Electrical Engineering Department

M.S. Final Oral Defense

STANDARD CELL LIBRARY FOR A-SI:H TFT DIGITAL CIRCUITS ON FLEXIBLE SUBSTRATES

by

Shrinivas Gopalan Uppili

September 11, 2008.

11:30.am

GWC 409

Committee:

Dr. David R. Allee (chair)

Dr. Lawrence T. Clark

Dr. Sameer M. Venugopal

Abstract

Hydrogenated amorphous silicon (a-Si:H) Thin Film Transistors (TFT) are traditionally used as backplane arrays for active matrix displays and occasionally as row or column drive electronics with current efforts focusing on flexible displays and drivers. This thesis extends flexible electronics to complex digital circuitry by designing a standard cell library for a-Si:H TFTs. The standard cell library developed enables layout automation with standard cell place and route tool, allowing the designer to work at the gate level abstraction. The goal is to develop a design flow for building a larger fully flexible digital system incorporating a display, sensor and microcontroller.

In this thesis the design and characterization of a novel standard cell library using n-channel a-Si: H TFT for flexible substrates like stainless steel and Polyethylene Naphthalate (PEN) are discussed. Since only n-channel transistors are available the gates are designed with a boot-strap pull-up network to ensure good output voltage swings. The library developed consists of 7 gates – 5 combinational (inverter, two input NAND (NAND2),two input NOR(NOR2), three input NOR(NOR3), two input multiplexor (MUX2)) and 2 sequential (latch and D type flip-flop). Test structures were also fabricated to obtain experimental delay vs. fanout data for the basic gates, namely inverter, NAND2 and NOR2. It was found that the gates fit to a linear delay vs. fanout model. Verification processes like extraction of electrical interconnection from layout, layout versus schematic (LVS) and standard cell place and route (SPR or APR) for layout automation are incorporated to the existing Tanner tool suite for bottom gate a-Si:H TFTs. A 3bit counter demonstrates the design of a simple finite state machine using the standard cells developed and hardware results are provided.

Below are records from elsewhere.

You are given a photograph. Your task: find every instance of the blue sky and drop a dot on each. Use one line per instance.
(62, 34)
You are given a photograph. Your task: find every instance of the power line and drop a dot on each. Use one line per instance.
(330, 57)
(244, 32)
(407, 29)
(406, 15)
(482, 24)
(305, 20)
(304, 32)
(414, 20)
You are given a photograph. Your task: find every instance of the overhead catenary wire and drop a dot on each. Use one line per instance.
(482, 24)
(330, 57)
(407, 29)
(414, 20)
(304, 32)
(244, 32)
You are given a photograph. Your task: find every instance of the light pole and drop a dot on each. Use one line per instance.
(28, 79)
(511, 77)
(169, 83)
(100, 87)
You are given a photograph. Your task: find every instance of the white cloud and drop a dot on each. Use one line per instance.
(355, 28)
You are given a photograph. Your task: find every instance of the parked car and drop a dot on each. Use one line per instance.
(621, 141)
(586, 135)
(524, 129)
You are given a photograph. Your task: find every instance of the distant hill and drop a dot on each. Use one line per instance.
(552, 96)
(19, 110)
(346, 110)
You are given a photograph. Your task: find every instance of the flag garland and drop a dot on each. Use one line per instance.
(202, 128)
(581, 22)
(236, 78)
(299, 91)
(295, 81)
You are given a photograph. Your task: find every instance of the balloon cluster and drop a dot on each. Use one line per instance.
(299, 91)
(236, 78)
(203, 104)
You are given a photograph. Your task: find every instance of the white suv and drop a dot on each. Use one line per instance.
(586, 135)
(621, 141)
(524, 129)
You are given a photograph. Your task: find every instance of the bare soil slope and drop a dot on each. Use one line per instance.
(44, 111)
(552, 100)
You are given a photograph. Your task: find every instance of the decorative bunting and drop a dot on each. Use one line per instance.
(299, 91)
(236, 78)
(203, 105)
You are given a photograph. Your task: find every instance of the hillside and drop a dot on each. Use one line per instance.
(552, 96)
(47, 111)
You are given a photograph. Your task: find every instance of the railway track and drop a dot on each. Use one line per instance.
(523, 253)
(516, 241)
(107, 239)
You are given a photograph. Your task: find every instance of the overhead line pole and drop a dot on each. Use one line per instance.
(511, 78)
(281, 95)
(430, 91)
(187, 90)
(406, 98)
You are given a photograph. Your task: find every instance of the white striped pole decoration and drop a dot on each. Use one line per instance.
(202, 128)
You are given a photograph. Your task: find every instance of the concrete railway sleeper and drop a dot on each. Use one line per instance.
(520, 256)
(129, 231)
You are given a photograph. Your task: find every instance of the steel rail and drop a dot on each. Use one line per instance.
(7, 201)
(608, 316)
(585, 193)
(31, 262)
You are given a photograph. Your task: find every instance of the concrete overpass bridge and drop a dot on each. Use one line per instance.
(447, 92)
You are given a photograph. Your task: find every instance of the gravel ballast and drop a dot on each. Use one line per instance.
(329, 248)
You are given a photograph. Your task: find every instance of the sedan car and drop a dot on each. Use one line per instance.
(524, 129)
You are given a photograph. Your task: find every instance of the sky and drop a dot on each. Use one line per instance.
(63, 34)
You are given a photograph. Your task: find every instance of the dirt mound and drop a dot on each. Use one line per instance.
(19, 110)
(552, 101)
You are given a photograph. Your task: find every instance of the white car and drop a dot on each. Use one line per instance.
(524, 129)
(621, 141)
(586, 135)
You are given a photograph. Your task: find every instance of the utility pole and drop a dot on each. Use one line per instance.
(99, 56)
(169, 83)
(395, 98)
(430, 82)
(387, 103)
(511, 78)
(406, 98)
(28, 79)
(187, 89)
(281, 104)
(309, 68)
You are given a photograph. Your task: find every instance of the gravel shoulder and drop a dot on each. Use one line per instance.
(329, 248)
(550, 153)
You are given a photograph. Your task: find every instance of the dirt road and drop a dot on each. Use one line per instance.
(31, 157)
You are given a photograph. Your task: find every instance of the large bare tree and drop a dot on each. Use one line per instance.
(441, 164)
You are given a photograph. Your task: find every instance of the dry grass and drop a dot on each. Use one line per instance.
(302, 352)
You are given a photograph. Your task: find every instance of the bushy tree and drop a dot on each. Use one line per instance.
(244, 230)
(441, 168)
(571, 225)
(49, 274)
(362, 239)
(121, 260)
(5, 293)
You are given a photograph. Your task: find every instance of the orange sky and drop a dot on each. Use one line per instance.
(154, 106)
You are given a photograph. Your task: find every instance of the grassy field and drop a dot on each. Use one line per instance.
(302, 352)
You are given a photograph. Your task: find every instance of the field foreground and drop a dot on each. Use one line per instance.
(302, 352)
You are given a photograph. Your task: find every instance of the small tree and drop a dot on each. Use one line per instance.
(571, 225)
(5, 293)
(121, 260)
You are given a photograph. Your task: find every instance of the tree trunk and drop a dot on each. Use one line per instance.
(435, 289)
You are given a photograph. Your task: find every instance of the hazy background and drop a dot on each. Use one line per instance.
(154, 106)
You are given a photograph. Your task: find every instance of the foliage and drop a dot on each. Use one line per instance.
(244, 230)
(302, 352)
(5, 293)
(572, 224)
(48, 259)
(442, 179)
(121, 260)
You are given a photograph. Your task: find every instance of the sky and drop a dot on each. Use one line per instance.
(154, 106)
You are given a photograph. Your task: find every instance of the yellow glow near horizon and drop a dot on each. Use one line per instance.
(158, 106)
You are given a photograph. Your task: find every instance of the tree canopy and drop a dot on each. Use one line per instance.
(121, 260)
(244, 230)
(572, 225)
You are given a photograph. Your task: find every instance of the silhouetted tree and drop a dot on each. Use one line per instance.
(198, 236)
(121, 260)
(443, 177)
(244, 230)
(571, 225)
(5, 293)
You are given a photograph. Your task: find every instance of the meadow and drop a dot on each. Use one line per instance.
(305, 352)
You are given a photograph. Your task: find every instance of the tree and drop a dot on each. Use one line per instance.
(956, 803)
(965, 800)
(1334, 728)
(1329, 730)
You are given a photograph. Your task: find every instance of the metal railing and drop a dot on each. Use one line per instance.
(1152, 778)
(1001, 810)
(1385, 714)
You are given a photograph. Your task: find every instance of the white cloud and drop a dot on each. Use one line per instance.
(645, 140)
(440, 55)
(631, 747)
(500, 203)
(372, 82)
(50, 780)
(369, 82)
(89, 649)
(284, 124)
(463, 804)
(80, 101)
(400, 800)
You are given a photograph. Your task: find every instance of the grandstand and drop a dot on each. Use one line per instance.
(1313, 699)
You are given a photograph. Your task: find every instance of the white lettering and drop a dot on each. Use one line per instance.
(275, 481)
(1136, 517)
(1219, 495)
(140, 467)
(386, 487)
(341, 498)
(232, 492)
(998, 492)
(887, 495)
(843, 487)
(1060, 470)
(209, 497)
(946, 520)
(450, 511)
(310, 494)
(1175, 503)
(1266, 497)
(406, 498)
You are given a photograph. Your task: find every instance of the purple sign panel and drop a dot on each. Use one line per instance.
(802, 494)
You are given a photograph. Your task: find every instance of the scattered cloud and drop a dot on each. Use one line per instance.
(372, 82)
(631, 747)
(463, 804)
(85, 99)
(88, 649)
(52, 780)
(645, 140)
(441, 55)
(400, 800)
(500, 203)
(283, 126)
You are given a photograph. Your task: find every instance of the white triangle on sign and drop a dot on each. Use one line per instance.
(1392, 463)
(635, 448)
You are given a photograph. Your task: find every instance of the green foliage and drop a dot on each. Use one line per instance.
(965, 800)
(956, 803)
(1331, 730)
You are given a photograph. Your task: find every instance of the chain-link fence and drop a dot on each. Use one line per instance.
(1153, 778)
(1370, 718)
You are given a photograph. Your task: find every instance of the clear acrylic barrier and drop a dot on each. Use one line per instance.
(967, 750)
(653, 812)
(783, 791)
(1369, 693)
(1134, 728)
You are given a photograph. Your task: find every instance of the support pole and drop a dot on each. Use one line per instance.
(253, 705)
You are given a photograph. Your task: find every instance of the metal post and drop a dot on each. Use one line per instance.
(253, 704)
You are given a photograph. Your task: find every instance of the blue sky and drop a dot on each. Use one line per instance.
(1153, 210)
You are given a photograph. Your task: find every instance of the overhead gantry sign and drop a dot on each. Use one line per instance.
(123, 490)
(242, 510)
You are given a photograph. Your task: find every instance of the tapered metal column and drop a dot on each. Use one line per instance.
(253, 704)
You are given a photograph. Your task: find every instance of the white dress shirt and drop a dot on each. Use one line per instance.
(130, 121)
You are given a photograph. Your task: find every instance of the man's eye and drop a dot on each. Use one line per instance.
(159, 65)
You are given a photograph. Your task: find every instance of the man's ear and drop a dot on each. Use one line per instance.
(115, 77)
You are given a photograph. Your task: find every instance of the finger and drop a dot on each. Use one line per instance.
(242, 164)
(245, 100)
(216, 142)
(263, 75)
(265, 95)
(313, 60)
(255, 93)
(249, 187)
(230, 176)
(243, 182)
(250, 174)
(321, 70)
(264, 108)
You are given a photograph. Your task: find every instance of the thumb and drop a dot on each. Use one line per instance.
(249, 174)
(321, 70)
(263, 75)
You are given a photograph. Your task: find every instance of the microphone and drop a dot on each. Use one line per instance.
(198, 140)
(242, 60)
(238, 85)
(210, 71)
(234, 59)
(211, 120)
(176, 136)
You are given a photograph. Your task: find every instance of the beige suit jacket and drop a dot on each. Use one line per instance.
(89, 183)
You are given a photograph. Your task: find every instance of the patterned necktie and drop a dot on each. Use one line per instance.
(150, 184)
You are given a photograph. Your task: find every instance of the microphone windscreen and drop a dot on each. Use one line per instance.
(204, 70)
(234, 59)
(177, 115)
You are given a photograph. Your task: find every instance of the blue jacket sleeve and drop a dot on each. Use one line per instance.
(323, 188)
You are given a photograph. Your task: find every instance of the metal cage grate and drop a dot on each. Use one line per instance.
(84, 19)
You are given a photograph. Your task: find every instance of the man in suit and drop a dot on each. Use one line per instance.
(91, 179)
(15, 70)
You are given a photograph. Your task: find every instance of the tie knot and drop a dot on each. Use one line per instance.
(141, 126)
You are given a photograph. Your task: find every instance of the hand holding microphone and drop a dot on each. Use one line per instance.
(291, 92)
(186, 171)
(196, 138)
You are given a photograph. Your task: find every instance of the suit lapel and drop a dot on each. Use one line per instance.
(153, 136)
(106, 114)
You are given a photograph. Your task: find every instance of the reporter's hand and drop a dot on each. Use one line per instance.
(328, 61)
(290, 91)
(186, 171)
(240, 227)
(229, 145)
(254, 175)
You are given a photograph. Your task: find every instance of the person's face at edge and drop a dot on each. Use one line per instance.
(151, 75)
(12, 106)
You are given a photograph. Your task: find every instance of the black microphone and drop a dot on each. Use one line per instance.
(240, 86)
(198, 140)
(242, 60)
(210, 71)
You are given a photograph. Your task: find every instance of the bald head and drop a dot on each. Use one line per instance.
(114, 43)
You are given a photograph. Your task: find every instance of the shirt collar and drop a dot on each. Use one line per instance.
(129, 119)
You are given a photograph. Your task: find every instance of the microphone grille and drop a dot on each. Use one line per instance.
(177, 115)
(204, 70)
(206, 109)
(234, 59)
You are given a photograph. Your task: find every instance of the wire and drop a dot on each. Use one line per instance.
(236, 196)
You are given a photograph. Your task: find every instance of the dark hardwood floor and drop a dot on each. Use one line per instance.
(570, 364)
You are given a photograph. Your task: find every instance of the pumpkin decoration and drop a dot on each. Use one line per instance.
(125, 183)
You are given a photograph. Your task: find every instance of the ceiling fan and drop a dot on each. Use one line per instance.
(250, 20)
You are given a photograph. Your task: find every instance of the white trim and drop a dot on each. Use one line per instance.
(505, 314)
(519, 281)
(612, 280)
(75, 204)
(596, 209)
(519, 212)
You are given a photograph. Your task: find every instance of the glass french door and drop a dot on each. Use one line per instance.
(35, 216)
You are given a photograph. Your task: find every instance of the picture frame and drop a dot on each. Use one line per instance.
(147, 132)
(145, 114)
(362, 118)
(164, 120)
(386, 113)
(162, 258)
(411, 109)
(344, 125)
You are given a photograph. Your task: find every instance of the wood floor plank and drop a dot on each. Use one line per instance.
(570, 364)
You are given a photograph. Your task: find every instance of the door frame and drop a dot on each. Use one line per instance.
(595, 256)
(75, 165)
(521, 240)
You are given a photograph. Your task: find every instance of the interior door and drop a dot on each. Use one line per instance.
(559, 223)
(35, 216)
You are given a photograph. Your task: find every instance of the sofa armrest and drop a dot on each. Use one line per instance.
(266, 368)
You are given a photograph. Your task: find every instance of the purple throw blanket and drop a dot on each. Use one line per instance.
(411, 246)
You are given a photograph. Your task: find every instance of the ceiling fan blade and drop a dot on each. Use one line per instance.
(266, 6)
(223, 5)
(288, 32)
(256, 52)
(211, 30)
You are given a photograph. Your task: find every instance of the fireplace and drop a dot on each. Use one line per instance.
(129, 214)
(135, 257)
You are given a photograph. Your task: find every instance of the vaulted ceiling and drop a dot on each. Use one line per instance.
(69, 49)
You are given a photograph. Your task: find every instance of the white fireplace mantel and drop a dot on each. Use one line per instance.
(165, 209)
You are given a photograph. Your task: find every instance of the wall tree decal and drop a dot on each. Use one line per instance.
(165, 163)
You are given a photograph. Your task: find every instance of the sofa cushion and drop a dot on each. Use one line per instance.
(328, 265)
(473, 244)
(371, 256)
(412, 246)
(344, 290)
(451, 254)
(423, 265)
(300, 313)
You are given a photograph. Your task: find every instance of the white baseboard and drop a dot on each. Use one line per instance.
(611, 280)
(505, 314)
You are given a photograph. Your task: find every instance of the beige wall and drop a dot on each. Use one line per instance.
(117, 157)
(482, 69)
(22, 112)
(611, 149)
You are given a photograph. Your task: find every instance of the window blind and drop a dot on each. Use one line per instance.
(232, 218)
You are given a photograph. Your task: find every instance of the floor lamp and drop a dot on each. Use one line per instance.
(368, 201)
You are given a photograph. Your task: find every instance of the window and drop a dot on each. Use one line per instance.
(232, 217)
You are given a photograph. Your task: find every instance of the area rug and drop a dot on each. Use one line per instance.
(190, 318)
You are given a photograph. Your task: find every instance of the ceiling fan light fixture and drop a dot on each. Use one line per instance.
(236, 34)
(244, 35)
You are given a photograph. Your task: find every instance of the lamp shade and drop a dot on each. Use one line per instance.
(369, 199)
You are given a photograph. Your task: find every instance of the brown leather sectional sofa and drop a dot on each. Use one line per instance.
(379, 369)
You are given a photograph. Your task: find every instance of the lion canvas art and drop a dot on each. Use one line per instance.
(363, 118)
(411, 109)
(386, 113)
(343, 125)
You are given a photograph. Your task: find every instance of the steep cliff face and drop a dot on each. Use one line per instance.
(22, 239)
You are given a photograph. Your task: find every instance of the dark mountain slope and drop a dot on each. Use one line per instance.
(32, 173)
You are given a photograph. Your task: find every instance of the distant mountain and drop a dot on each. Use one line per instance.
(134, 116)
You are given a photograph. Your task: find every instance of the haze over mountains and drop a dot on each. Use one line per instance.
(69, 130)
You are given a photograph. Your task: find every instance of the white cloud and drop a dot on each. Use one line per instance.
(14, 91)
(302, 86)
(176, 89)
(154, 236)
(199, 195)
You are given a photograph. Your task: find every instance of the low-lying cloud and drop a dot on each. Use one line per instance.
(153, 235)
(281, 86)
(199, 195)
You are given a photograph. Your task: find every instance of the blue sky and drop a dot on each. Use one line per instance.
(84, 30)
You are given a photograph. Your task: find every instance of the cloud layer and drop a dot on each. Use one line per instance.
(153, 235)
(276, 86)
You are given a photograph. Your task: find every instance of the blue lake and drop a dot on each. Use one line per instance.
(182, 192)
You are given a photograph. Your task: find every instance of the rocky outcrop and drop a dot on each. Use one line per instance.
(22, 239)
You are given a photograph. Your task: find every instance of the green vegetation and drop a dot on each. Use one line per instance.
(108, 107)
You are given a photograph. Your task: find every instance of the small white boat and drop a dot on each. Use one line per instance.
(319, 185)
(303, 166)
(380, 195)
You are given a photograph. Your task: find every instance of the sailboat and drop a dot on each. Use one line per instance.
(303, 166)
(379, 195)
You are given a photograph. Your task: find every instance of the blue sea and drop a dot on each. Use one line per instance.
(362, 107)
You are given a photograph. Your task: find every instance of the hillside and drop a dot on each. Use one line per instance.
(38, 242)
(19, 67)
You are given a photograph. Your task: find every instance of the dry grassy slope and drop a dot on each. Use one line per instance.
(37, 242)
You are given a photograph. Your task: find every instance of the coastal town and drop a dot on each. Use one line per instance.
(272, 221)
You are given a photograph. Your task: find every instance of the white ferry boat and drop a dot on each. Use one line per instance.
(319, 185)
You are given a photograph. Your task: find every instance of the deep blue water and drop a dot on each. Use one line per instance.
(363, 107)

Lifetime testing results of a flip-flop are provided towards the end of the thesis document. Testing results reiterate the fact that boot-strap circuits provide extended operational lifetimes. The testing results helped correlate the simulation of threshold voltage shift models with both short term and long term aging. Further, the operating frequency of sequential circuits is constrained by the operational lifetime required in addition to combinational circuit delays and sequencing overhead of the flip-flop.